4 women get to S. Pole on their own power

January 15, 1993|By Knight-Ridder Newspapers

ST. PAUL, Minn. -- The American Women's Trans-Antarctic Expedition has made history by becoming the first team of women explorers to reach the South Pole on their own power.

A science station at the South Pole radioed to expedition officials in St. Paul that the expedition arrived there yesterday.

The team members are the first women to reach the bottom of the world without dogsled or motorized vehicles. They also are attempting to become the first expedition of women explorers to cross the continent.

One team member, Ann Bancroft, achieved a personal milestone: the first woman to reach both the North and South poles.

The expedition reached the South Pole two weeks behind schedule and needs to go another 900 miles to reach McMurdo Naval Base by Feb. 17, where a ship will take them to Australia.

The team has spent 67 days on the continent, traveling 660 miles by ski.

Team members Bancroft; Sue Giller of Boulder, Colo.; Anne Dal Vera of Fort Collins, Colo.; and Sunniva Sorby of San Diego, Calif., are expected back in the Twin Cities the first week in March.

Students from schools across Minnesota have been tracking the expedition's route since it left Hercules Inlet at the Ronne Ice Shelf in Antarctica Nov. 9.

Beyond providing a lesson in geography, the team of female explorers are also serving as role models.

"I think it's really exciting and important.
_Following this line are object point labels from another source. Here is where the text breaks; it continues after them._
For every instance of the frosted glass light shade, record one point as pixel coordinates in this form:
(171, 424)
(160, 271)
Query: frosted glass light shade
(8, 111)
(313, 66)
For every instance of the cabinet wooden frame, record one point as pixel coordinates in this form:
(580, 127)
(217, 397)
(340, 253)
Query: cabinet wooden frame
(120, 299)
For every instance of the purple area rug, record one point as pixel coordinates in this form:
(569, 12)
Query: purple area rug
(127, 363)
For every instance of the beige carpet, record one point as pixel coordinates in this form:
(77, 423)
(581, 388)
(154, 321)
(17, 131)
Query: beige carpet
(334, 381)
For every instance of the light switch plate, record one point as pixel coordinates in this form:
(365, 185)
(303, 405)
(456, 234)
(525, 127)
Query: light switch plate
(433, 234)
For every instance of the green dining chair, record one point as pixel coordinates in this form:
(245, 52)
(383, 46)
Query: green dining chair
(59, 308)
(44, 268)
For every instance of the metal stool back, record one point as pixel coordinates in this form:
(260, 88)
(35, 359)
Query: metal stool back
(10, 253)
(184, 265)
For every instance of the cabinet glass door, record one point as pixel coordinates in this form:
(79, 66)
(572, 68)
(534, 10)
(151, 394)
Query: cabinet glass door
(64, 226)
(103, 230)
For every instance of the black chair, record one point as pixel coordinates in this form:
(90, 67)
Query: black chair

Women don't get to do a lot of things yet," said Caitlin Ward, 9, a student at the EXPO Magnet School in St. Paul.

Paula Lyn Brust, a teacher coordinating study of the expedition at EXPO, said students have been studying the continent of Antarctica and keeping tabs on the women's progress. Ms. Burst said the study of Ms. Bancroft, Ms. Giller, Ms. Dal Vera, and Ms. Sorby has another benefit.

"[They] see that women are involved in science and women are '' explorers," Ms. Burst said. "It shows both boys and girls that if you have a dream, you can follow it and achieve it and push your limits. It's an excellent message to kids."

The team has been averaging just under 15 miles a day lately, compared with six to eight miles a day at the beginning of the journey, said Carol North, the expedition's director.

The team was plagued with minor obstacles throughout the trip, including frostbite on their legs, Ms. North said. Ms. Sorby, the only one who didn't get frostbitten, had a chest cold and a sprained ankle. Ms. Dal Vera had some pain from tendinitis in her ankle.

"They are an incredibly upbeat group," Ms. North said. "They have a lot of sense of humor."

A typical day has the group up by 6 a.m. melting ice for coffee and breakfast. Hardened toothpaste tubes are held against their bodies to melt. After a few hours of skiing, usually into head winds, the women stop for a snack of nuts, cheese or chocolate. More skiing is followed by lunch and by more skiing and finally about 6 p.m., the group stops for the day. Dinner has to be high in carbohydrates -- pasta, rice, beans -- to provide the women with enough energy for the next day's trek.

Some of the difficulties the women have faced have been the monotony of looking at a bland landscape, trekking over frozen ice waves and pulling sleds with as much as 200 pounds of equipment and supplies -- and the climb uphill toward the pole.

The team radios a contact in Punta Arenas, Chile, every three days and has even had a couple of unexpected visitors drop in along the way: a pilot dropped a bag of cookies and another delivered a batch of letters and packages.

Ms. North said the expedition members will spend at least a night at the South Pole. She wasn't sure if they would be able to sleep inside.

VJ "The hardest part of their leg [of the trip] is over," Ms. North said.